Mija szybciej niż myślałam! Jeszcze troszkę, tak właśnie to sobie tłumaczę.
tak szczerze, to nie cierpie zostawac z dziecmi bez meza. nawet jak wyjezdza na krotko.
Ja też :/
Byłem miesiąc w delegacji. Niemal cały grudzień 2013. Praca od 8:00 do 22:00. Tylko w niedzielę widziałem synów na skype, przez telefon w dodatku stojąc metr od rutera w wynajętym domu. To była cholernie ciężka zima. Dla mnie i mojej rodziny. Nigdy więcej, żadna praca nie jest tego warta!
Nie dziwię się! My gadamy codziennie kilka razy i dosyć długo, jeszcze trochę i będziemy we 3. I też mam nadzieję, że nigdy więcej :).
Ja strasznie nie lubię tych delegacji mimo, że u nas trwają zazwyczaj tylko weekend. Niestety te delegacje wypadają średnio raz w miesiącu. Jak się do tego doda, że mąż jeszcze jeździ na rekonstrukcje, to w sezonie wiosenno-letnim jesteśmy sami co drugi weekend… Zawsze wtedy synek gdy słyszy ruch przy drzwiach, pyta się, czy to tata już wraca…

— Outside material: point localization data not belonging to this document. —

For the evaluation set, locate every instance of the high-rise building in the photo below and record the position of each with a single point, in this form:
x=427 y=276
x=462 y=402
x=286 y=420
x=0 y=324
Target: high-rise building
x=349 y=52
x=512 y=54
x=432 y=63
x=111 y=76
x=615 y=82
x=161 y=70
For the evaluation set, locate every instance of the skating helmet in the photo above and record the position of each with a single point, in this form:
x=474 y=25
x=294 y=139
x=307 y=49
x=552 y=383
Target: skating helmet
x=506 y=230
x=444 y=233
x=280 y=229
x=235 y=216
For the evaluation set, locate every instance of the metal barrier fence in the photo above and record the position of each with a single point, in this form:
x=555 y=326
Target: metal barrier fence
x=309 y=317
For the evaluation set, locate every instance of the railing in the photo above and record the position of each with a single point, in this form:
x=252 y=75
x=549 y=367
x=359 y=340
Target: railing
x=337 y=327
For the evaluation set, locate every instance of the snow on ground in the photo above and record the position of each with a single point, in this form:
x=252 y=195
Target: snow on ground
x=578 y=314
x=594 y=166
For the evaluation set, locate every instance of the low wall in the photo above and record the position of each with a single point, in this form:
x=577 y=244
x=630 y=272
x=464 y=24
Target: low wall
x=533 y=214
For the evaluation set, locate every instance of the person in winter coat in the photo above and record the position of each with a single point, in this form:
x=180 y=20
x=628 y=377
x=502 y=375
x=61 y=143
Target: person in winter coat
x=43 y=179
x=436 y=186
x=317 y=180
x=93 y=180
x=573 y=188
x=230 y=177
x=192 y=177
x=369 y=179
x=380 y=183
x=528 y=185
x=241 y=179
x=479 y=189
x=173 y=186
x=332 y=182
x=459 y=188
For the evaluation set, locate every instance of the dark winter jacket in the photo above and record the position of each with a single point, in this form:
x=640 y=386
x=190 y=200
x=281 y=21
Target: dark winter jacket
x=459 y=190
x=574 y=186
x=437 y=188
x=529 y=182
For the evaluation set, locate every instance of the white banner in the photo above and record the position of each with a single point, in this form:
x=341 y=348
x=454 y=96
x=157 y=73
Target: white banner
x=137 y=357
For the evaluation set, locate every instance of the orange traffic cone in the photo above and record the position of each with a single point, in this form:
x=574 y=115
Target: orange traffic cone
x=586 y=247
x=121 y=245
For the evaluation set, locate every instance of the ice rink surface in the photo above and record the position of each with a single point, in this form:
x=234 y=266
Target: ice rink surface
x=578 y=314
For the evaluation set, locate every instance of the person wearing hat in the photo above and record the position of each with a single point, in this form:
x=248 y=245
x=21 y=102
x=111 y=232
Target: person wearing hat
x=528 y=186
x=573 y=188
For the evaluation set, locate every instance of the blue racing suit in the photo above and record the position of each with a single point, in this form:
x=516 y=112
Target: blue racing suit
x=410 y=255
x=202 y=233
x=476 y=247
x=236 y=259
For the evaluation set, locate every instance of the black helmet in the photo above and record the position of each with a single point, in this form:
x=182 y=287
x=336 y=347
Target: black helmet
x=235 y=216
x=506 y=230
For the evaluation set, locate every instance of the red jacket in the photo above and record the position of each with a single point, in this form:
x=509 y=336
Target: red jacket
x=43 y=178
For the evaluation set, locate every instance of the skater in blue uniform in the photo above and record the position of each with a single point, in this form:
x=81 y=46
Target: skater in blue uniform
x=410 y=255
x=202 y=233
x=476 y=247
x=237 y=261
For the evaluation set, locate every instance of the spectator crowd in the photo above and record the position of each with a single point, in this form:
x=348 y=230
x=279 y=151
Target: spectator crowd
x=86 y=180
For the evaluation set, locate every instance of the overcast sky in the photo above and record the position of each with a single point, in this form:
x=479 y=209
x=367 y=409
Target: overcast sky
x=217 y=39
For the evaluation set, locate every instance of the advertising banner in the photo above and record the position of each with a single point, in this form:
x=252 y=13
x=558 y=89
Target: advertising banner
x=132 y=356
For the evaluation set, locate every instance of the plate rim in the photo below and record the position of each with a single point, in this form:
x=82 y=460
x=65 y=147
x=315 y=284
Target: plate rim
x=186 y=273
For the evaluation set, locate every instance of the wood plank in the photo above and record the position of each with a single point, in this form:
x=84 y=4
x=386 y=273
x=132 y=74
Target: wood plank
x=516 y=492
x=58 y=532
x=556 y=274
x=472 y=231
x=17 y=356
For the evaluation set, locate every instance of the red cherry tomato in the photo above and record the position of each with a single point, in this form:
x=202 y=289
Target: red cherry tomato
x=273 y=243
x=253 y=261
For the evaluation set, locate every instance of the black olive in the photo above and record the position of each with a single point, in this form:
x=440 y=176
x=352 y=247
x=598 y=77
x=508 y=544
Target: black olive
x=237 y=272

Wszyscy mi mówili, że 1,5 roczne dziecko nie będzie wiedziało co się dzieje, a ja mam wrażenie, że wie doskonale. jeszcze tylko 62 dni. Tak, tak – skreślam…
Takie dziecko już dokładnie rozumie o co chodzi. W tygodniu jak zbliża się pora powrotu męża z pracy, mój synek też przy drzwiach się kręci i ciągle pyta o tatę.
Mam nadzieję, że ci ten czas szybko zleci 🙂
smuteczek… jakie to szczęście mieć siebie na wzajem na co dzień. dzięki, że przypomniałaś.